Ce drame lyrique raconte l’histoire de la folle jalousie de la magicienne Médée délaissée par son époux, le héros Jason, au profit de la princesse Créuse, fille du roi Créon. La douleur de Médée l’entraînera jusqu’au pire des crimes, tuer les deux enfants qu’elle a avec Jason afin d’infliger à l’infidèle la souffrance suprême d’une perte insurmontable.
«Opéra baroque’and roll» titre le quotidien Le Figaro. Et, en effet, le parti pris de Pierre Audi est de traiter cette Médée de la façon la plus contemporaine qui soit, en nous invitant d’emblée à entrer dans l’univers bariolé et psychédélique du plasticien allemand. Cette transposition ne dénature en rien la beauté du propos baroque mais, bien au contraire, le met en valeur et en renforce la teneur dramatique par le biais des effets scéniques. La direction d’acteurs rehaussée par des éclairages de toute beauté et associée aux panneaux hirsutes et bigarrés de Meese donne, à ce qui aurait pu être une multitude de petites scènes déconstruites, une cohérence et une rigueur à la hauteur de l’admirable tragédie classique qui se joue sous nos yeux.
Pour cette inexorable descente aux enfers, la distribution est de très haut niveau. Emmanuelle Haim, rare femme chef d’orchestre, emmène avec fermeté et douceur les instrumentistes et les choristes du Concert d’Astrée à travers le raffinement harmonique extrême du langage musical de Charpentier, tout en restant au plus près du texte.
La mezzo-soprano canadienne Michèle Losier est une Médée à la voix riche et contrastée et à la présence scénique envoûtante; le ténor suédois Anders Dahlin habite Jason dans la plus grande tradition des baroqueux français; la soprano belge Sophie Karthäuser trouve dans Créuse un rôle à la mesure de son talent, arrachant les larmes dans la scène finale de sa mort.

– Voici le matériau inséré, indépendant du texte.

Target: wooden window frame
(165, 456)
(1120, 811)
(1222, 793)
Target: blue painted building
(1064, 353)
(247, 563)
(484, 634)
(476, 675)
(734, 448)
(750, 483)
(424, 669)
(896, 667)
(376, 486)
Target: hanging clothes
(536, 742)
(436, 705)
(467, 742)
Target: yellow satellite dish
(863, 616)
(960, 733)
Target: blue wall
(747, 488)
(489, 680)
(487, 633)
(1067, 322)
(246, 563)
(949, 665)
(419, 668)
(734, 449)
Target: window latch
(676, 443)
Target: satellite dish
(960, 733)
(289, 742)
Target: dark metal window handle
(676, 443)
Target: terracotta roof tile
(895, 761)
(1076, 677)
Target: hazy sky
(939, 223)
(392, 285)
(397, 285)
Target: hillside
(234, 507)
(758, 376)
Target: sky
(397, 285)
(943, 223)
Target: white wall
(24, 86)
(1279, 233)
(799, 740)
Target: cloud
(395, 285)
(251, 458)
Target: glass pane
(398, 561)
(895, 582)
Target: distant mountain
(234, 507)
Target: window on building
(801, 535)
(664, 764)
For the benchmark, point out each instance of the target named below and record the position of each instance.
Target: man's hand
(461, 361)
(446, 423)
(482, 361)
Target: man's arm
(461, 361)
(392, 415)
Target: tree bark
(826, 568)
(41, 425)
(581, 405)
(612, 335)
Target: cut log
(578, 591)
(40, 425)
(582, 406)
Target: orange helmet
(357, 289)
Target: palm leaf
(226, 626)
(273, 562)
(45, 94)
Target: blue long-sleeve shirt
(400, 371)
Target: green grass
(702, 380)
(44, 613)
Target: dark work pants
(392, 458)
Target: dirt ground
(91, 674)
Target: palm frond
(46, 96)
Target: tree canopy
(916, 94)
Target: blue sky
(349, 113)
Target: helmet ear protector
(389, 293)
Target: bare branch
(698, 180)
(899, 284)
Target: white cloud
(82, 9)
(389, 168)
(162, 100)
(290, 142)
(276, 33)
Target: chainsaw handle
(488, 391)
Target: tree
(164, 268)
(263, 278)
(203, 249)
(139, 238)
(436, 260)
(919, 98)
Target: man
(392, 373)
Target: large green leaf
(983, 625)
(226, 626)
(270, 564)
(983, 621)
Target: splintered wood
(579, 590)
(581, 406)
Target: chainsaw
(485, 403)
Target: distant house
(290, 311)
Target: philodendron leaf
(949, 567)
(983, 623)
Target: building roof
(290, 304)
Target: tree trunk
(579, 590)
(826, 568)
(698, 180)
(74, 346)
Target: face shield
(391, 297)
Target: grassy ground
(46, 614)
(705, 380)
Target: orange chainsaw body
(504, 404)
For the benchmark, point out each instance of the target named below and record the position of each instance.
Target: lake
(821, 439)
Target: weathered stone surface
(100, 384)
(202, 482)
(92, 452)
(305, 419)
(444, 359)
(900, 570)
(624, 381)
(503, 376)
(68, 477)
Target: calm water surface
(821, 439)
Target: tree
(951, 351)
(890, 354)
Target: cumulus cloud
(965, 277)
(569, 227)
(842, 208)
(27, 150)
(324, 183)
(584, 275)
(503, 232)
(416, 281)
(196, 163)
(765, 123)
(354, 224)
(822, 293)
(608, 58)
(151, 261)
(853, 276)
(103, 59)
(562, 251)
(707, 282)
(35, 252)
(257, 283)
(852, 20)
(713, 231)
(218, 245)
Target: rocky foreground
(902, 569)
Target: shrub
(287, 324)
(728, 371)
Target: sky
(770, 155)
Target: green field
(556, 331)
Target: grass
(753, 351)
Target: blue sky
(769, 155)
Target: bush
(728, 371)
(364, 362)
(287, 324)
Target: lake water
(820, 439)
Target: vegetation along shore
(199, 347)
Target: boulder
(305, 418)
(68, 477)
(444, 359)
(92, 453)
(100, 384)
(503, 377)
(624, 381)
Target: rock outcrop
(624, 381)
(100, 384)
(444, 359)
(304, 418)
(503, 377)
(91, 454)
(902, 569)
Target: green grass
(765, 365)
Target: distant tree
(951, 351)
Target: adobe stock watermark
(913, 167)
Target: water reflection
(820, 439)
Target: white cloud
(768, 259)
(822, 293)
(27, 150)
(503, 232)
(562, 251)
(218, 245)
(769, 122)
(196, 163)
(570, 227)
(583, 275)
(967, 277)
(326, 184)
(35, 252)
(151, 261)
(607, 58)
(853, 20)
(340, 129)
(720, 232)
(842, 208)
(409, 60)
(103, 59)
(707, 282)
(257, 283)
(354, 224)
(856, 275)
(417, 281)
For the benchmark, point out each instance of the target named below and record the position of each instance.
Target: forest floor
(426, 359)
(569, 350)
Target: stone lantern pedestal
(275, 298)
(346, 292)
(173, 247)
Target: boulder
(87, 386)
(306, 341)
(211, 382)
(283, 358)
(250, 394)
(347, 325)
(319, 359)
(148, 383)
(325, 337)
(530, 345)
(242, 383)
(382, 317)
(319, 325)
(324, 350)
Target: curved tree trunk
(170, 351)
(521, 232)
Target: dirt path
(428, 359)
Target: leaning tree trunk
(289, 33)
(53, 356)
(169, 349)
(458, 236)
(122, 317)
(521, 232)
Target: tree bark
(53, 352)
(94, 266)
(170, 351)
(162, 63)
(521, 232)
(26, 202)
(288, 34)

Quant aux barytons français Stephane Degout en Oronte et Laurent Naouri en Créon, ils sont la crème de la scène lyrique actuelle.
L’immense talent de Pierre Audi fait encore une fois ses preuves en livrant une lecture contemporaine d’une tragédie universelle et en démontrant que la créativité libanaise, une fois qu’elle est intériorisée et maîtrisée, se déploie sans frontières.